Vehement and exaggerated as the upbraiding was, her hearer’s face grew very grave, very thoughtful, as she spoke, those luminous, earnest eyes, whose power even the young democrat felt, gazed wearily down into hers.

“Ah, child!  Do you think we never think of that?  You wrong me—­you wrong my Order.  There are many besides myself who turn over that terrible problem as despairingly as you can ever do.  As far as in us lies, we strive to remedy its evil; the uttermost effort can do but little, but that little is only lessened—­fearfully lessened—­whenever Class is arrayed against Class by that blind antagonism which animates yourself.”

Cigarette’s intelligence was too rapid not to grasp the truths conveyed by these words; but she was in no mood to acknowledge them.

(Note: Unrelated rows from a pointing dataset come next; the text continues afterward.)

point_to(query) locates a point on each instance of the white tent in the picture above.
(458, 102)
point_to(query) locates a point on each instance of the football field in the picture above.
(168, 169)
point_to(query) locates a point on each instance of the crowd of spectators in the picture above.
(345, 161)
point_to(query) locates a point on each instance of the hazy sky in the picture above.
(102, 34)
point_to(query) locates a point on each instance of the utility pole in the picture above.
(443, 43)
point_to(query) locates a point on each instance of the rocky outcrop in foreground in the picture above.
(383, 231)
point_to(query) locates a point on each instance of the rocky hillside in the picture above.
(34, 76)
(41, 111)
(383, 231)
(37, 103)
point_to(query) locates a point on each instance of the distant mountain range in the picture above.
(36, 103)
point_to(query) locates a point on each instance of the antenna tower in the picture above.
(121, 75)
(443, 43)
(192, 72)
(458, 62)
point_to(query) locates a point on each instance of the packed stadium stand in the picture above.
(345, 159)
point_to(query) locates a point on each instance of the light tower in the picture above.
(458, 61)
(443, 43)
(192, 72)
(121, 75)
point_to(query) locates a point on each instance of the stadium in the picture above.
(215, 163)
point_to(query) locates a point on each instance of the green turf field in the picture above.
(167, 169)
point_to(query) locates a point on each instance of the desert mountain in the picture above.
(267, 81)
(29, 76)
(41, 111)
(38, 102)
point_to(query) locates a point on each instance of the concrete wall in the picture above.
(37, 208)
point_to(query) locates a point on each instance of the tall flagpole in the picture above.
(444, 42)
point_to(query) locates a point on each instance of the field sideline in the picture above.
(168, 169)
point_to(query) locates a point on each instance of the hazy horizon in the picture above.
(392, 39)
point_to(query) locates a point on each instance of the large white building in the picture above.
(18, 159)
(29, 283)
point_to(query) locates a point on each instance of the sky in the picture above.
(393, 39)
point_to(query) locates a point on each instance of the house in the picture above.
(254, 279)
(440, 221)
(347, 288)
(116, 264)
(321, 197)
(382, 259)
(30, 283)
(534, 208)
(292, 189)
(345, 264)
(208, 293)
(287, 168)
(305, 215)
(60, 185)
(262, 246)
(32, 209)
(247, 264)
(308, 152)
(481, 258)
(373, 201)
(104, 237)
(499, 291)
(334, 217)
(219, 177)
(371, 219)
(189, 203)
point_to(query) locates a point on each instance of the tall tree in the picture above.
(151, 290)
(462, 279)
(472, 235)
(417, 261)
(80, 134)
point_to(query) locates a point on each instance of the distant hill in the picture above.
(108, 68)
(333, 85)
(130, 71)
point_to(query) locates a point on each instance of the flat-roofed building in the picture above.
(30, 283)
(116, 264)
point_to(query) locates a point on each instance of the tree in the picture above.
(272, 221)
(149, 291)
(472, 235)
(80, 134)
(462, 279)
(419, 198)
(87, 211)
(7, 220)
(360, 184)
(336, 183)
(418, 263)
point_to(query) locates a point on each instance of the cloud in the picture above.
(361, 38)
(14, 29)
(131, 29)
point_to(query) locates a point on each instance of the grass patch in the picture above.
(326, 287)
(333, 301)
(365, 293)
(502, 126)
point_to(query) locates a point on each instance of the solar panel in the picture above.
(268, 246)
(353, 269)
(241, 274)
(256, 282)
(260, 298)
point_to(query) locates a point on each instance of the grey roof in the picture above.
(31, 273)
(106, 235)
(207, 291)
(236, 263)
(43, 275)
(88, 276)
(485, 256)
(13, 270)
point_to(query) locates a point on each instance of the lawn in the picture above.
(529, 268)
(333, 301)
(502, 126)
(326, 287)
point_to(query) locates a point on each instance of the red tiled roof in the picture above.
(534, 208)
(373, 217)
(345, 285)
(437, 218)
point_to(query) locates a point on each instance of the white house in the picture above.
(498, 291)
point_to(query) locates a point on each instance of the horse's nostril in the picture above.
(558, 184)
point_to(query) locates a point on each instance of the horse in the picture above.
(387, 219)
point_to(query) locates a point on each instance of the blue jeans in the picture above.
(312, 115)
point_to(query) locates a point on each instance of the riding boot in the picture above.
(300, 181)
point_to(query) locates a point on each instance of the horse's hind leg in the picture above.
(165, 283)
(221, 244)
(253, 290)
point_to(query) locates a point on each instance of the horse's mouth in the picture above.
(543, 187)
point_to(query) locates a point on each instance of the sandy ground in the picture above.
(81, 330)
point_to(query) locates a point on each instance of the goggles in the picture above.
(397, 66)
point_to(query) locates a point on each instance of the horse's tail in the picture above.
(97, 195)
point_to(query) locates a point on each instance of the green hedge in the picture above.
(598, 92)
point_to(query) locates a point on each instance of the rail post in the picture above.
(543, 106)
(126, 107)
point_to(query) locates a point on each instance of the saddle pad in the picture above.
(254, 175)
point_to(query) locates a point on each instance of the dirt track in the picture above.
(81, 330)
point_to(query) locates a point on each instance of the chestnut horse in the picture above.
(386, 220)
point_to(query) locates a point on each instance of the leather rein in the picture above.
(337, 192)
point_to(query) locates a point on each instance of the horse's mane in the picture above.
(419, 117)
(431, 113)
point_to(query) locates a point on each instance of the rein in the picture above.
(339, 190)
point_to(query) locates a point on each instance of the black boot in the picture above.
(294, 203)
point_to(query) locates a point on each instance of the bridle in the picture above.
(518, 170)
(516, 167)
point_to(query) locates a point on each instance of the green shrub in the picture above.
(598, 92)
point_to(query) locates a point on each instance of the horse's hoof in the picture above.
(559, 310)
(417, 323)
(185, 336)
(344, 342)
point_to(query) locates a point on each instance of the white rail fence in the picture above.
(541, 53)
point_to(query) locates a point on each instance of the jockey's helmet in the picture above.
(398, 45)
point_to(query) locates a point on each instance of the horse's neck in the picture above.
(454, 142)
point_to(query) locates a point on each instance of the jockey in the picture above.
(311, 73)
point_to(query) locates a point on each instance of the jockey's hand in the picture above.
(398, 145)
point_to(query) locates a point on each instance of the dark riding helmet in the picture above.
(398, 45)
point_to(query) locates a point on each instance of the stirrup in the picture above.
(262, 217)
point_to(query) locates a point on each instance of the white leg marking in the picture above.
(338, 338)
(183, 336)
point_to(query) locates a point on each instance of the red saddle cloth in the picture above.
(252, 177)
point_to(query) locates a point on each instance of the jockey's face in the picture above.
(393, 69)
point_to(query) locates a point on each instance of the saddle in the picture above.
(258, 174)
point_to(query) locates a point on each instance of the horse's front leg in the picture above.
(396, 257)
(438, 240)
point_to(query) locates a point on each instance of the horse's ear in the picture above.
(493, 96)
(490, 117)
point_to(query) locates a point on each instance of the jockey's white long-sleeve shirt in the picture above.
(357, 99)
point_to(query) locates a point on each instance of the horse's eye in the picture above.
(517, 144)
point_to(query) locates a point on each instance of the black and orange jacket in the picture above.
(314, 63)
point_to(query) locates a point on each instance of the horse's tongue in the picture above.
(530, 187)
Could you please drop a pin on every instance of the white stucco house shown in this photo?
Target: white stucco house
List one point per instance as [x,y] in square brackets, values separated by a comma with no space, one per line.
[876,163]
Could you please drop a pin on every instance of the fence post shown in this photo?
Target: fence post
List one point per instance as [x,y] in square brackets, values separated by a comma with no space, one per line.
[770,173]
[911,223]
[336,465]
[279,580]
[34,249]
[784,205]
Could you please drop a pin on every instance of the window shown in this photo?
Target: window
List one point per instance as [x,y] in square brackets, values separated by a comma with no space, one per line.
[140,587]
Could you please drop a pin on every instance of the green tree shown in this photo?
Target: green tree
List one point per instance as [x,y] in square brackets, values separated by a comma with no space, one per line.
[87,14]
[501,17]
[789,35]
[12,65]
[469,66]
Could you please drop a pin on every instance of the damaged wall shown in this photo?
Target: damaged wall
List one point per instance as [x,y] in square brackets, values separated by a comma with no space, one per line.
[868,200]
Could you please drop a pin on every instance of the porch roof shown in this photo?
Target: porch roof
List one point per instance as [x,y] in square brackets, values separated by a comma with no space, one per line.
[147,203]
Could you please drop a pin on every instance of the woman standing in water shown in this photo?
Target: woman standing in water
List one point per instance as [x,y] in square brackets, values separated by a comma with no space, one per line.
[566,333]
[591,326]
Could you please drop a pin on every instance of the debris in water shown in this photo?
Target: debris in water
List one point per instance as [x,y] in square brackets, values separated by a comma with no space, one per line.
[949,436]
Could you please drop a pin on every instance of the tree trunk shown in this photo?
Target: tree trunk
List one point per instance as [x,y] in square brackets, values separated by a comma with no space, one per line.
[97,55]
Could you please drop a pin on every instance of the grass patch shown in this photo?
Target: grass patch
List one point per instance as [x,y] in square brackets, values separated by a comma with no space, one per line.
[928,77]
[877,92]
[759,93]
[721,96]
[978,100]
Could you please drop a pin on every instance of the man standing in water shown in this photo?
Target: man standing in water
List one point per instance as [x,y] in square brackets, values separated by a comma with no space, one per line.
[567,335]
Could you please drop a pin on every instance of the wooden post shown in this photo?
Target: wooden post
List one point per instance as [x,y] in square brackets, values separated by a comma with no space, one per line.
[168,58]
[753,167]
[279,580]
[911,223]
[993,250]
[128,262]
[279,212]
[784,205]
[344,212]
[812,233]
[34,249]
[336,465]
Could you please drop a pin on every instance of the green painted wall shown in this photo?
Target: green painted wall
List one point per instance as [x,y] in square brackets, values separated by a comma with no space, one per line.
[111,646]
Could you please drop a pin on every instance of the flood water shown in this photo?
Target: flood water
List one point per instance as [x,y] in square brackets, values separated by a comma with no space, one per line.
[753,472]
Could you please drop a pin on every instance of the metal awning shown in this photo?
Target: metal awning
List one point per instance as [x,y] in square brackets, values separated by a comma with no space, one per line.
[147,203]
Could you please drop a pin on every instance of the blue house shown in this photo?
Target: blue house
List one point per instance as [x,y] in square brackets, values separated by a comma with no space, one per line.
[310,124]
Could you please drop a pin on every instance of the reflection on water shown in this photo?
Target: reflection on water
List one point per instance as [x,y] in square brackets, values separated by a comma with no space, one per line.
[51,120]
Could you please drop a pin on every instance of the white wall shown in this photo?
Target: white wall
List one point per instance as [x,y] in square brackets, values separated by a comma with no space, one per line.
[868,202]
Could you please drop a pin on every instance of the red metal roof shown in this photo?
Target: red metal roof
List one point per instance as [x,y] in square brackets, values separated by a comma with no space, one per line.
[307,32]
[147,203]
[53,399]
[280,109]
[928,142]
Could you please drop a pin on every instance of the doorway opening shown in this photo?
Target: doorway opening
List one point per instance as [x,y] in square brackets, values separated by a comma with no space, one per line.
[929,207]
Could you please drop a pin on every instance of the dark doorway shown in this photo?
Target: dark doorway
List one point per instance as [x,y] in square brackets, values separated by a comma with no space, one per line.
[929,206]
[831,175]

“Nom de Dieu, Milady!” she swore in her teeth.  “If you do turn over the problem—­you aristocrats—­it is pretty work, no doubt!  Just putting the bits of a puzzle-ball together so long as the game pleases you, and leaving the puzzle in chaos when you are tired!  Oh, ha!  I know how fine ladies and fine gentlemen play at philanthropies!  But I am a child of the People, mark you; and I only see how birth is an angel that gives such as you eternal sunlight and eternal summer, and how birth is a devil that drives down the millions into a pit of darkness, of crime, of ignorance, of misery, of suffering, where they are condemned before they have opened their eyes to existence, where they are sentenced before they have left their mothers’ bosoms in infancy.  You do not know what that darkness is.  It is night—­it is ice—­it is hell!”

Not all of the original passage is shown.